Penyematan istilah peyoratif jamet kuproy terhadap orang-orang Jawa dengan gaya tertentu umumnya dilakukan oleh kaum urban kelas menengah perkotaan. Mereka merasa bahwa selera jamet kuproy ini cukup tertinggal dan terbelakang. Di sini kita bisa memahami bahwa identitas kaum urban perkotaan adalah identitas kekinian yang dibawa oleh budaya global, sedangkan jamet kuproy sendiri dapat kita identifikasi sebagai kelompok sosial dengan identitas subkultur di dalam arus globalisasi atau universalisme identitas kaum urban modern. Namun pertanyaannya: bagaimana sebuah identitas dapat dikatakan tertinggal dan terbelakang? Lalu apakah jamet kuproy ini hanyalah sebuah wacana atau memang eksis di dunia nyata?
Selera Sosial
Michel Foucault, seorang filsuf post-strukturalisme berargumen bahwa wacana adalah cara-cara tertentu yang digunakan untuk mengorganisir pengetahuan untuk melayani jenis-jenis kekuasaan. Di satu sisi, kekuasaan menghasilkan pengetahuan. Di sisi lain, pengetahuan juga menghasilkan kekuasaan. Di sini media memiliki peran kunci dalam memainkan dinamika sosial.
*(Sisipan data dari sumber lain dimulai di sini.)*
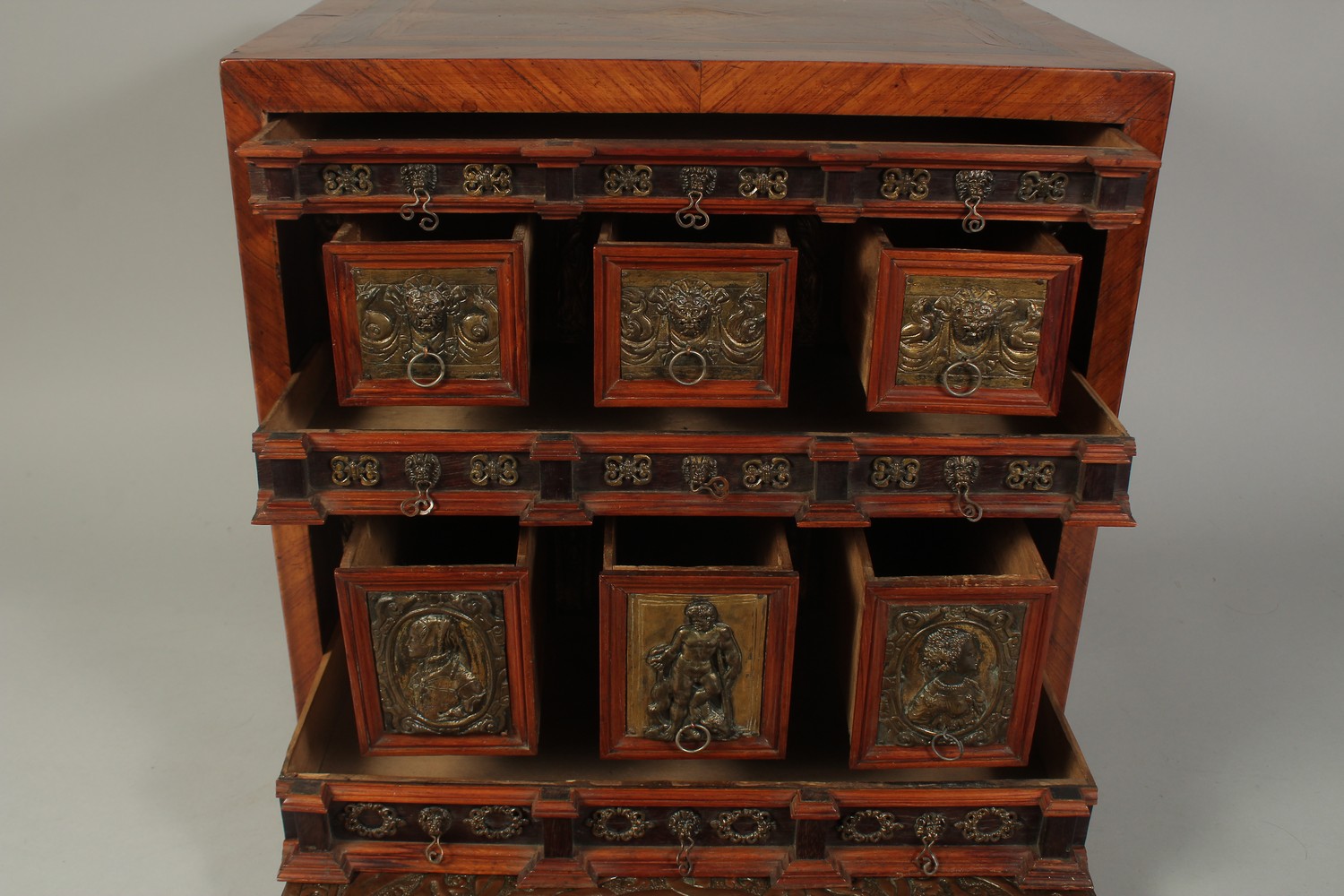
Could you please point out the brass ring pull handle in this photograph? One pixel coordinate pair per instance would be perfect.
(424, 471)
(432, 821)
(685, 823)
(960, 473)
(704, 740)
(702, 476)
(929, 828)
(698, 182)
(418, 180)
(690, 354)
(426, 354)
(978, 376)
(943, 737)
(972, 188)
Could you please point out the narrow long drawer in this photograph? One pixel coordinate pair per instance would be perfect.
(564, 461)
(308, 166)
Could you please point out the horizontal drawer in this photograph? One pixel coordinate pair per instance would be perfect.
(696, 619)
(693, 317)
(961, 330)
(438, 635)
(430, 322)
(347, 813)
(564, 461)
(309, 164)
(951, 627)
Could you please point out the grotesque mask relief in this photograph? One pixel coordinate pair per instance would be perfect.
(695, 668)
(441, 661)
(992, 324)
(709, 324)
(949, 672)
(406, 314)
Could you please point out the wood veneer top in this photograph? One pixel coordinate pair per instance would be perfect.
(943, 32)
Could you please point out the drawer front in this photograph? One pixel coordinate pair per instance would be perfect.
(429, 323)
(969, 332)
(948, 667)
(695, 664)
(693, 325)
(440, 657)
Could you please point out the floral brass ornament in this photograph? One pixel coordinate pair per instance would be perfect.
(744, 826)
(972, 190)
(973, 825)
(618, 180)
(1035, 187)
(776, 470)
(363, 469)
(620, 470)
(1021, 474)
(886, 470)
(771, 183)
(355, 180)
(424, 473)
(970, 332)
(929, 828)
(386, 821)
(617, 825)
(698, 182)
(960, 474)
(441, 659)
(429, 325)
(702, 476)
(868, 826)
(685, 823)
(496, 823)
(898, 183)
(494, 470)
(435, 821)
(949, 673)
(695, 673)
(476, 177)
(683, 327)
(419, 180)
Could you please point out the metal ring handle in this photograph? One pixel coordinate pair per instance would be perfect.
(694, 726)
(943, 737)
(693, 217)
(973, 222)
(967, 506)
(975, 386)
(688, 352)
(443, 368)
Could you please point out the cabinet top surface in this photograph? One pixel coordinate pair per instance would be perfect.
(940, 32)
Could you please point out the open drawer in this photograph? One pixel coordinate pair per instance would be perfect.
(824, 460)
(838, 168)
(951, 627)
(566, 818)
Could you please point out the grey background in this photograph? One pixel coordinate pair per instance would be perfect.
(145, 699)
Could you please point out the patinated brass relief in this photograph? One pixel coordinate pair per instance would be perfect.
(949, 672)
(694, 668)
(683, 327)
(441, 659)
(970, 332)
(429, 324)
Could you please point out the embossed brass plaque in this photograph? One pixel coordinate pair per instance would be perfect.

Baca juga: Apa itu Cantik?
Mengingat permulaan istilah jamet kuproy ini hadir dalam wacana publik melalui media sosial, maka dapat dikatakan bahwa jamet kuproy adalah sebuah wacana yang sengaja diciptakan oleh jenis khusus kekuasaan untuk membentuk pengetahuan orang-orang mengenai kategorisasi identitas jamet kuproy itu sendiri. Kemudian jamet kuproy menjadi sebuah istilah peyoratif yang digunakan untuk memberikan makna “merendahkan” orang-orang dengan selera sosial dan kecenderungan tertentu. Dalam artian bahwa jamet kuproy adalah istilah yang sengaja diciptakan untuk mendefinisikan orang-orang dengan gaya atau selera tertentu.
Wacana-wacana yang sudah dijelaskan tadi mampu membuat orang-orang dapat mengkategorisasikan seseorang atau kelompok sosial yang dianggap sebagai jamet kuproy. Jamet kuproy diidentikkan dengan kesamaan selera dalam hal penggunaan objek-objek budaya—sama halnya dengan kaum urban. Gagasan tentang jamet kuproy sendiri digunakan sebagai legitimasi bagi upaya superioritas kaum urban terhadap inferioritas kelompok yang dikategorikan sebagai jamet kuproy.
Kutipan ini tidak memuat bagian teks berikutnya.